Bodenhaftung Ein weiterer Aspekt, der Castellanos optimistisch stimmt, ist die Tatsache, dass die Mannschaft bisher hervorragend mit dem Druck umzugehen wusste, den ein Turnier vor heimischem Publikum mit sich bringt. "Wir fühlen uns wohl. Wir nutzen das Publikum zu unserem Vorteil und freuen uns, dass unsere Familien und Freunde uns live sehen können", erklärt die Spielerin mit der Trikotnummer neun, die für die Escuela de Fútbol Juan Arango in der nationalen Frauenfussball-Liga Venezuelas spielt.

Doch trotz all der Schlagzeilen, die Venezuela derzeit macht, verliert sie die Bodenhaftung nicht. "Uns ist bewusst, dass wir als das 'Team der Stunde' gelten. Aber wir haben gelernt, solche Informationen auszublenden, denn schließlich sind wir noch Jugendliche und dies könnte sich negativ auf uns auswirken. Bis jetzt kommen wir gut damit klar."
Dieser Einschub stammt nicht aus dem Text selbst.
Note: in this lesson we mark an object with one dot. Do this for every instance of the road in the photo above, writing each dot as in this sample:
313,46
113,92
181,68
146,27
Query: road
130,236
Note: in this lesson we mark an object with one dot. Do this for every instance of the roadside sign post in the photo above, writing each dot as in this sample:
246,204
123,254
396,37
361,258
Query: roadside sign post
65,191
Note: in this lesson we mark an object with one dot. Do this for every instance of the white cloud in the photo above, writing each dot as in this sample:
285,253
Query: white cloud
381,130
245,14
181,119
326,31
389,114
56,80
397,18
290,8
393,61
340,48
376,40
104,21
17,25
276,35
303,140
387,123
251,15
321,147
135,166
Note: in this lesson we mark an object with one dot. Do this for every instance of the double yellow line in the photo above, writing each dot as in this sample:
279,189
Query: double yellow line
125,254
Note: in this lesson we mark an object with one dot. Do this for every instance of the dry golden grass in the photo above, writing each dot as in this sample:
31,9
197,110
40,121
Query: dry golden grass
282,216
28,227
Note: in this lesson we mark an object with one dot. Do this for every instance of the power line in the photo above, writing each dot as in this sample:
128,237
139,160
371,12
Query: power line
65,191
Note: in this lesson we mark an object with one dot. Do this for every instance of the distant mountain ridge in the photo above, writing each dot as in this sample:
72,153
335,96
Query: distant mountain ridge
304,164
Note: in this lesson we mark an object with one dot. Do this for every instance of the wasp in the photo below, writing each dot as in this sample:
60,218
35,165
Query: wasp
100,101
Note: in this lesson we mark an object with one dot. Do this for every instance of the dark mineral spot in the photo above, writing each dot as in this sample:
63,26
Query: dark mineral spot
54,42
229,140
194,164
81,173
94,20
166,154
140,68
Der Erfolg hat Castellanos' Leben verändert, sie kann jedoch gut damit umgehen. "Die größte Veränderung seit 2014 ist, dass ich jetzt manchmal in der Öffentlichkeit erkannt werde. Das ist schon ein komisches Gefühl. Aber einmal abgesehen davon bin ich noch immer dasselbe fröhliche, nette und gesellige Mädchen. Es ist mir wichtig, mich zu entwickeln, aus meinen Fehlern zu lernen und sie nicht zu wiederholen. Als Person wachse ich Tag für Tag."
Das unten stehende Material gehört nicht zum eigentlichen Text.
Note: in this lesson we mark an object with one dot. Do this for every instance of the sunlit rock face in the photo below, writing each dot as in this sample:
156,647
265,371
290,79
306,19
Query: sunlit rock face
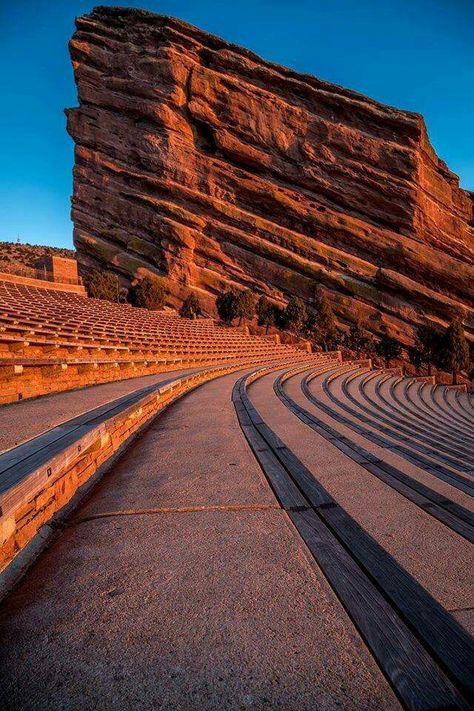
197,160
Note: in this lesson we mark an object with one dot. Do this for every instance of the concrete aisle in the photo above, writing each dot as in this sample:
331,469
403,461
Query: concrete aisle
185,610
437,557
23,420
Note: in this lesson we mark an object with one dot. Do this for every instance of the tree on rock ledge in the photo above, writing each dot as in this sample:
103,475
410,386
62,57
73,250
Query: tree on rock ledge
227,306
358,339
149,294
295,315
456,350
191,307
103,285
245,305
265,313
388,348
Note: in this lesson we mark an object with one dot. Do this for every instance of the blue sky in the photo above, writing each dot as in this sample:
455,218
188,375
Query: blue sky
414,54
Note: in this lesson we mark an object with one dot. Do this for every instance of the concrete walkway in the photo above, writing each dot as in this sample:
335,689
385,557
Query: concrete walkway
183,609
437,557
21,421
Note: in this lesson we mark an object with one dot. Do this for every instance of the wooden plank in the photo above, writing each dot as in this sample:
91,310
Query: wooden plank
447,512
416,676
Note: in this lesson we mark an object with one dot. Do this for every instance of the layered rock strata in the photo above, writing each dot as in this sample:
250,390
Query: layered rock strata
199,161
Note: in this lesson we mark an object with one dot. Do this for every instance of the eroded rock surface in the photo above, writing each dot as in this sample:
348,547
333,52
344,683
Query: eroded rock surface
198,160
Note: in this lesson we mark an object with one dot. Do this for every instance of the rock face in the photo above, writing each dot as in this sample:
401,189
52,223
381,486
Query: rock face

Angesichts der enormen Entwicklung fragen wir, wie weit es Castellanos und die Generation der Spielerinnen, die sie anführt, wohl noch bringen werden. "Im Fussball lebt man in der Gegenwart, im Hier und Jetzt. Unser Ziel ist es, in Jordanien dabei zu sein." Und falls es nicht klappt? "Darüber denken wir überhaupt nicht nach. Daher weiß ich auch nicht, was passieren könnte, falls wir scheitern."